Her hand went to her mouth as shocked recognition, of what I didn't know, widened her eyes.

"Nadia?"

She put her hand on my arm and then stood.

"I have to go," she said.

"What? What's wrong?"

But she was gone. There were few places one could go in the asylum, and none meant you were alone, unless it was either in your cell at night or in Room 101.

Nadia chose the latter. I saw her walk up to Jason, one of the orderlies, and say something. He shook his head and she slapped him. I started to rise from my seat, but it was too late. Jason had her in an arm lock and was marching her away.

I swore under my breath, but there was nothing I could do except wait.

What had just happened? She'd accused me of making fun, but was she doing it instead? Though I doubted her story of a mischievous Time playing with our lives, she'd been so convincing. She had no such reservations, that was clear.

Perhaps she'd had what Jeremy liked to call a 'brain fart'. A blip in her mind that made her stutter. Except it wasn't a stutter. She'd decelerated. The brakes had been put on and her words and movements had slowed as a result. Whatever it was, she'd realised something. I wouldn't be able to find out what that was for a day or two, until she was released back into the general population.

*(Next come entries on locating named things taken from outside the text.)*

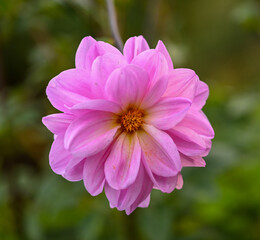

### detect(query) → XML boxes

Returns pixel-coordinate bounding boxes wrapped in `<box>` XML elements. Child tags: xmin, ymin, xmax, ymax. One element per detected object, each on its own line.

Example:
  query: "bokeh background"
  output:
<box><xmin>0</xmin><ymin>0</ymin><xmax>260</xmax><ymax>240</ymax></box>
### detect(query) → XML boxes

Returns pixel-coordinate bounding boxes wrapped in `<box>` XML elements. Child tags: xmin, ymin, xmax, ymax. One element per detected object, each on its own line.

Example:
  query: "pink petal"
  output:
<box><xmin>176</xmin><ymin>173</ymin><xmax>183</xmax><ymax>190</ymax></box>
<box><xmin>105</xmin><ymin>164</ymin><xmax>153</xmax><ymax>214</ymax></box>
<box><xmin>178</xmin><ymin>109</ymin><xmax>214</xmax><ymax>139</ymax></box>
<box><xmin>155</xmin><ymin>40</ymin><xmax>173</xmax><ymax>69</ymax></box>
<box><xmin>141</xmin><ymin>77</ymin><xmax>168</xmax><ymax>109</ymax></box>
<box><xmin>91</xmin><ymin>53</ymin><xmax>126</xmax><ymax>98</ymax></box>
<box><xmin>64</xmin><ymin>111</ymin><xmax>120</xmax><ymax>158</ymax></box>
<box><xmin>106</xmin><ymin>65</ymin><xmax>149</xmax><ymax>108</ymax></box>
<box><xmin>71</xmin><ymin>99</ymin><xmax>122</xmax><ymax>114</ymax></box>
<box><xmin>167</xmin><ymin>126</ymin><xmax>209</xmax><ymax>156</ymax></box>
<box><xmin>138</xmin><ymin>195</ymin><xmax>151</xmax><ymax>208</ymax></box>
<box><xmin>62</xmin><ymin>159</ymin><xmax>85</xmax><ymax>182</ymax></box>
<box><xmin>42</xmin><ymin>113</ymin><xmax>74</xmax><ymax>134</ymax></box>
<box><xmin>145</xmin><ymin>97</ymin><xmax>191</xmax><ymax>130</ymax></box>
<box><xmin>132</xmin><ymin>49</ymin><xmax>169</xmax><ymax>86</ymax></box>
<box><xmin>192</xmin><ymin>81</ymin><xmax>209</xmax><ymax>110</ymax></box>
<box><xmin>83</xmin><ymin>148</ymin><xmax>111</xmax><ymax>196</ymax></box>
<box><xmin>46</xmin><ymin>69</ymin><xmax>92</xmax><ymax>112</ymax></box>
<box><xmin>180</xmin><ymin>154</ymin><xmax>206</xmax><ymax>167</ymax></box>
<box><xmin>138</xmin><ymin>125</ymin><xmax>181</xmax><ymax>177</ymax></box>
<box><xmin>76</xmin><ymin>38</ymin><xmax>122</xmax><ymax>71</ymax></box>
<box><xmin>164</xmin><ymin>68</ymin><xmax>199</xmax><ymax>101</ymax></box>
<box><xmin>49</xmin><ymin>135</ymin><xmax>72</xmax><ymax>174</ymax></box>
<box><xmin>105</xmin><ymin>133</ymin><xmax>141</xmax><ymax>190</ymax></box>
<box><xmin>150</xmin><ymin>174</ymin><xmax>178</xmax><ymax>193</ymax></box>
<box><xmin>123</xmin><ymin>36</ymin><xmax>149</xmax><ymax>63</ymax></box>
<box><xmin>75</xmin><ymin>36</ymin><xmax>96</xmax><ymax>69</ymax></box>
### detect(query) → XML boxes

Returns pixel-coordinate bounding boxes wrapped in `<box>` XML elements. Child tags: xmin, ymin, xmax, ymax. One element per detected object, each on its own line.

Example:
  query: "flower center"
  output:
<box><xmin>119</xmin><ymin>109</ymin><xmax>144</xmax><ymax>132</ymax></box>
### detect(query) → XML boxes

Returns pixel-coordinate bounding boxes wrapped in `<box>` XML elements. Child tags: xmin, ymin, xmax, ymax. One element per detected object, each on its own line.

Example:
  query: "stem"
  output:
<box><xmin>106</xmin><ymin>0</ymin><xmax>123</xmax><ymax>52</ymax></box>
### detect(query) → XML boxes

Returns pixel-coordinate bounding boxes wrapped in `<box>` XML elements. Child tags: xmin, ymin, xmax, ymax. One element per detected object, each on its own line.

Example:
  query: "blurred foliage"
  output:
<box><xmin>0</xmin><ymin>0</ymin><xmax>260</xmax><ymax>240</ymax></box>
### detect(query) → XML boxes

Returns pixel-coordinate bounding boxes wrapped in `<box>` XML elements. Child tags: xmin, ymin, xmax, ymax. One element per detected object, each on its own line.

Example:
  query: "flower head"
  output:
<box><xmin>43</xmin><ymin>36</ymin><xmax>214</xmax><ymax>214</ymax></box>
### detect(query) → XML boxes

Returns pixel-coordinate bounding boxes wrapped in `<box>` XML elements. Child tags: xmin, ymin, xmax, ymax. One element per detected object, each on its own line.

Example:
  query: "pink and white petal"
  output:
<box><xmin>178</xmin><ymin>108</ymin><xmax>215</xmax><ymax>139</ymax></box>
<box><xmin>83</xmin><ymin>147</ymin><xmax>111</xmax><ymax>196</ymax></box>
<box><xmin>71</xmin><ymin>99</ymin><xmax>122</xmax><ymax>114</ymax></box>
<box><xmin>105</xmin><ymin>65</ymin><xmax>149</xmax><ymax>108</ymax></box>
<box><xmin>125</xmin><ymin>165</ymin><xmax>153</xmax><ymax>215</ymax></box>
<box><xmin>105</xmin><ymin>133</ymin><xmax>141</xmax><ymax>190</ymax></box>
<box><xmin>167</xmin><ymin>126</ymin><xmax>209</xmax><ymax>156</ymax></box>
<box><xmin>91</xmin><ymin>53</ymin><xmax>127</xmax><ymax>98</ymax></box>
<box><xmin>132</xmin><ymin>49</ymin><xmax>169</xmax><ymax>86</ymax></box>
<box><xmin>64</xmin><ymin>111</ymin><xmax>120</xmax><ymax>158</ymax></box>
<box><xmin>145</xmin><ymin>97</ymin><xmax>191</xmax><ymax>130</ymax></box>
<box><xmin>164</xmin><ymin>68</ymin><xmax>199</xmax><ymax>101</ymax></box>
<box><xmin>49</xmin><ymin>135</ymin><xmax>72</xmax><ymax>175</ymax></box>
<box><xmin>62</xmin><ymin>159</ymin><xmax>85</xmax><ymax>182</ymax></box>
<box><xmin>42</xmin><ymin>113</ymin><xmax>74</xmax><ymax>134</ymax></box>
<box><xmin>46</xmin><ymin>69</ymin><xmax>92</xmax><ymax>112</ymax></box>
<box><xmin>192</xmin><ymin>81</ymin><xmax>209</xmax><ymax>110</ymax></box>
<box><xmin>75</xmin><ymin>36</ymin><xmax>96</xmax><ymax>69</ymax></box>
<box><xmin>141</xmin><ymin>77</ymin><xmax>168</xmax><ymax>109</ymax></box>
<box><xmin>123</xmin><ymin>36</ymin><xmax>149</xmax><ymax>63</ymax></box>
<box><xmin>180</xmin><ymin>153</ymin><xmax>206</xmax><ymax>167</ymax></box>
<box><xmin>76</xmin><ymin>41</ymin><xmax>122</xmax><ymax>71</ymax></box>
<box><xmin>138</xmin><ymin>125</ymin><xmax>181</xmax><ymax>177</ymax></box>
<box><xmin>105</xmin><ymin>164</ymin><xmax>153</xmax><ymax>214</ymax></box>
<box><xmin>176</xmin><ymin>173</ymin><xmax>183</xmax><ymax>190</ymax></box>
<box><xmin>155</xmin><ymin>40</ymin><xmax>173</xmax><ymax>70</ymax></box>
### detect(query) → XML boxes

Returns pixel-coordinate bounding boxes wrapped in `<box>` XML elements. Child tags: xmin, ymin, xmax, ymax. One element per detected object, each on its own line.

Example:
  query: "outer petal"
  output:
<box><xmin>46</xmin><ymin>69</ymin><xmax>92</xmax><ymax>112</ymax></box>
<box><xmin>180</xmin><ymin>154</ymin><xmax>206</xmax><ymax>167</ymax></box>
<box><xmin>132</xmin><ymin>49</ymin><xmax>169</xmax><ymax>86</ymax></box>
<box><xmin>138</xmin><ymin>125</ymin><xmax>181</xmax><ymax>177</ymax></box>
<box><xmin>176</xmin><ymin>173</ymin><xmax>183</xmax><ymax>190</ymax></box>
<box><xmin>123</xmin><ymin>36</ymin><xmax>149</xmax><ymax>63</ymax></box>
<box><xmin>155</xmin><ymin>40</ymin><xmax>173</xmax><ymax>69</ymax></box>
<box><xmin>105</xmin><ymin>164</ymin><xmax>153</xmax><ymax>214</ymax></box>
<box><xmin>164</xmin><ymin>68</ymin><xmax>199</xmax><ymax>101</ymax></box>
<box><xmin>42</xmin><ymin>113</ymin><xmax>74</xmax><ymax>134</ymax></box>
<box><xmin>178</xmin><ymin>109</ymin><xmax>214</xmax><ymax>139</ymax></box>
<box><xmin>75</xmin><ymin>36</ymin><xmax>96</xmax><ymax>69</ymax></box>
<box><xmin>76</xmin><ymin>38</ymin><xmax>122</xmax><ymax>71</ymax></box>
<box><xmin>106</xmin><ymin>65</ymin><xmax>149</xmax><ymax>108</ymax></box>
<box><xmin>62</xmin><ymin>159</ymin><xmax>85</xmax><ymax>182</ymax></box>
<box><xmin>145</xmin><ymin>98</ymin><xmax>191</xmax><ymax>130</ymax></box>
<box><xmin>64</xmin><ymin>111</ymin><xmax>119</xmax><ymax>158</ymax></box>
<box><xmin>83</xmin><ymin>148</ymin><xmax>111</xmax><ymax>196</ymax></box>
<box><xmin>105</xmin><ymin>133</ymin><xmax>141</xmax><ymax>190</ymax></box>
<box><xmin>91</xmin><ymin>53</ymin><xmax>127</xmax><ymax>98</ymax></box>
<box><xmin>136</xmin><ymin>195</ymin><xmax>151</xmax><ymax>208</ymax></box>
<box><xmin>192</xmin><ymin>81</ymin><xmax>209</xmax><ymax>110</ymax></box>
<box><xmin>141</xmin><ymin>77</ymin><xmax>168</xmax><ymax>109</ymax></box>
<box><xmin>49</xmin><ymin>135</ymin><xmax>72</xmax><ymax>174</ymax></box>
<box><xmin>167</xmin><ymin>126</ymin><xmax>210</xmax><ymax>156</ymax></box>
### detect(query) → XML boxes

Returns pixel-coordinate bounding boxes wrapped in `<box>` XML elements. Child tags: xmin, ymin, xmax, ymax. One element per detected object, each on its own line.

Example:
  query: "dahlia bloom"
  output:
<box><xmin>43</xmin><ymin>36</ymin><xmax>214</xmax><ymax>214</ymax></box>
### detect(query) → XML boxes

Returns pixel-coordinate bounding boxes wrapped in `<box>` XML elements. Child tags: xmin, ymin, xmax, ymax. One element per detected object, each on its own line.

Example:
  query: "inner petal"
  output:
<box><xmin>118</xmin><ymin>108</ymin><xmax>144</xmax><ymax>133</ymax></box>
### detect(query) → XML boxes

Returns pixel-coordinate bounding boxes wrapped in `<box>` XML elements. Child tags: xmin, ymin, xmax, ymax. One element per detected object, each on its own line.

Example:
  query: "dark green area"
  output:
<box><xmin>0</xmin><ymin>0</ymin><xmax>260</xmax><ymax>240</ymax></box>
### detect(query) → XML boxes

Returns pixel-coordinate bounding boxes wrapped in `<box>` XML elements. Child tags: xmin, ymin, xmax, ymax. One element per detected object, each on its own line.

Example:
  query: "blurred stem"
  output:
<box><xmin>106</xmin><ymin>0</ymin><xmax>123</xmax><ymax>52</ymax></box>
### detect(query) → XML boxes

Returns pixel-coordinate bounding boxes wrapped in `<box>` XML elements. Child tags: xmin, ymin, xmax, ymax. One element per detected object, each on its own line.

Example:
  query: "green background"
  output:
<box><xmin>0</xmin><ymin>0</ymin><xmax>260</xmax><ymax>240</ymax></box>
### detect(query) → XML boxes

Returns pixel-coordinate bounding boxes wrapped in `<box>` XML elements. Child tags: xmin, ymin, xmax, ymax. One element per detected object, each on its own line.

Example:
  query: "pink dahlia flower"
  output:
<box><xmin>43</xmin><ymin>36</ymin><xmax>214</xmax><ymax>214</ymax></box>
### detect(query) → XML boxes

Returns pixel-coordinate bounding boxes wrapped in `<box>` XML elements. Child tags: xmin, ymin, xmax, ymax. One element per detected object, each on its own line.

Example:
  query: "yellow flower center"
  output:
<box><xmin>119</xmin><ymin>109</ymin><xmax>144</xmax><ymax>133</ymax></box>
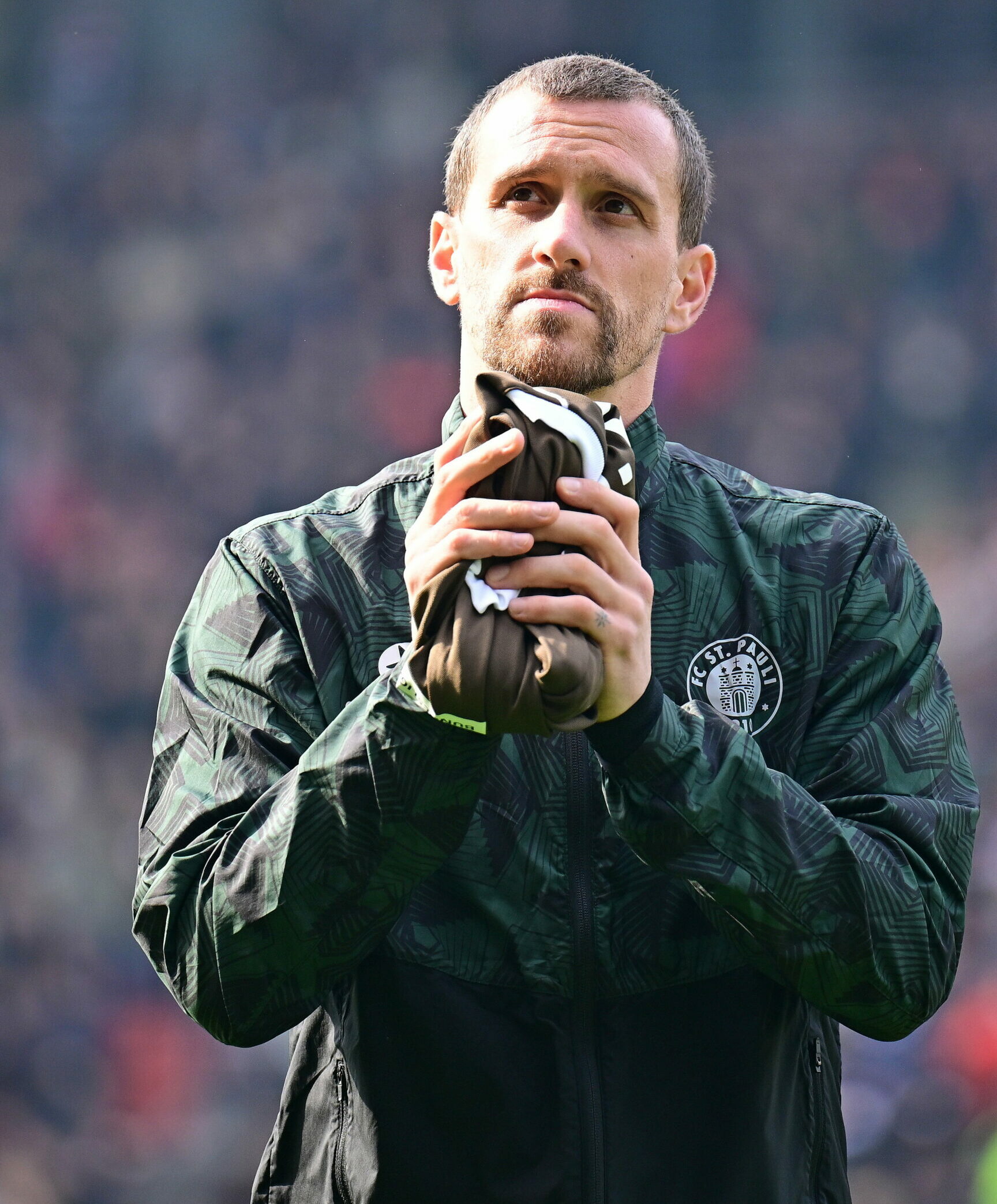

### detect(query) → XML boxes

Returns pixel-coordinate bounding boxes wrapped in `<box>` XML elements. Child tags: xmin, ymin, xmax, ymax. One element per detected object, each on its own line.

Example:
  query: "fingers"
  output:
<box><xmin>423</xmin><ymin>430</ymin><xmax>525</xmax><ymax>524</ymax></box>
<box><xmin>485</xmin><ymin>552</ymin><xmax>625</xmax><ymax>610</ymax></box>
<box><xmin>404</xmin><ymin>528</ymin><xmax>534</xmax><ymax>591</ymax></box>
<box><xmin>518</xmin><ymin>510</ymin><xmax>644</xmax><ymax>583</ymax></box>
<box><xmin>509</xmin><ymin>593</ymin><xmax>637</xmax><ymax>650</ymax></box>
<box><xmin>557</xmin><ymin>477</ymin><xmax>640</xmax><ymax>560</ymax></box>
<box><xmin>414</xmin><ymin>498</ymin><xmax>560</xmax><ymax>549</ymax></box>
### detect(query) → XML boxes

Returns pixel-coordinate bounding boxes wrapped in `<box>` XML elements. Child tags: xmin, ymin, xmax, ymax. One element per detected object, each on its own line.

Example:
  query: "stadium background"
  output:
<box><xmin>0</xmin><ymin>0</ymin><xmax>997</xmax><ymax>1204</ymax></box>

Three days, it seemed, was the sentence for striking an orderly. Three worrying days during which I revisited both her story and our chat. Time as a being was absurd. Time was something we'd made up to be able to divide the day so events could be placed in it in a meaningful way. It was a line we'd divvied up into bite sized segments and one we all travelled at the same speed. The sense of days dragging or speeding by was purely a mental illusion based on what we were doing at that moment. Waiting for someone. Enjoying something.